While shopping at Aldi, I discovered a new product in the produce section: Prepackaged, already peeled, fresh garlic cloves. It was like angels singing Hallelujahs. No longer would I have to take the time to complete the mundane, tedious task of peeling off the skin (which sometimes does not come off so easily). However, after a few meals, I realized the garlic wasn’t as flavorful in meals being pre-peeled and prepackaged. As mentioned earlier, mincing fresh garlic can be quite sticky, so one might be tempted to get the jarred minced garlic. However, with jarred garlic usually comes preservatives to make the garlic’s freshness last longer. Preservatives usually don’t go hand in hand with trying to eat cleanly. So that leaves garlic bulbs. Fresh bulbs are so readily accessible to us and are inexpensive to purchase. Fresh bulbs will also guarantee stronger, longer lasting flavor. In my opinion, this outweighs the extra minute (if even a minute) it will take me to mince or peel the garlic.
- I should desire my “needs” over my “wants” in life.

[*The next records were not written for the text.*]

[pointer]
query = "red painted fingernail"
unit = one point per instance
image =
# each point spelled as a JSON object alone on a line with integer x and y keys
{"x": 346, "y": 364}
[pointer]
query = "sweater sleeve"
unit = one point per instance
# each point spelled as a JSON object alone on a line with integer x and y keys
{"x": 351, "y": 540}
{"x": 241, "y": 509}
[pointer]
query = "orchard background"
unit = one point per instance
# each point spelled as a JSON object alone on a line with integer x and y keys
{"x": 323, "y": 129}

You all knew the reflective part was coming. Cooking with garlic this past month helped me become more in tune with the needs of my body. I learned to appreciate knowing that garlic is something my body needs, and I can see the benefits. This made me realize I should desire what I need over what I want. What I want is a Marvin’s garlic cheeseburger (All my DePauw people understand), but what I need is my garlic butternut squash. What I want is to not push people away with my new garlic “perfume”, but what I need is to consume garlic to benefit my health. What I want is a job that comes with financial stability and set schedules, but what I need is a career that allows me to follow my passion and thrive. What I want is to always fill my schedule to feel like I belong, but what I need sometimes is to rest. What I want is a guy who isn’t ashamed to show me off and vice versa, but what I need is someone content with most of our moments staying our moments, not feeling it necessary to show the whole world. I’ve started a journal process, making a table examining my “wants” for any situation in my life and then reexamining the same situation looking at my needs. I could choose to focus on my “wants” in this world and choose to ignore my true needs, but that won’t benefit a fit, healthy, happy life.
You see, focusing on our wants—the ones that tend to not be the best, wisest options for us—eventually tend to leave us feeling empty, rejected, unappreciated, used. Whereas, focusing on our needs will leave us feeling fulfilled, satisfied, renewed. All it takes is discipline and determination to choose our garlic.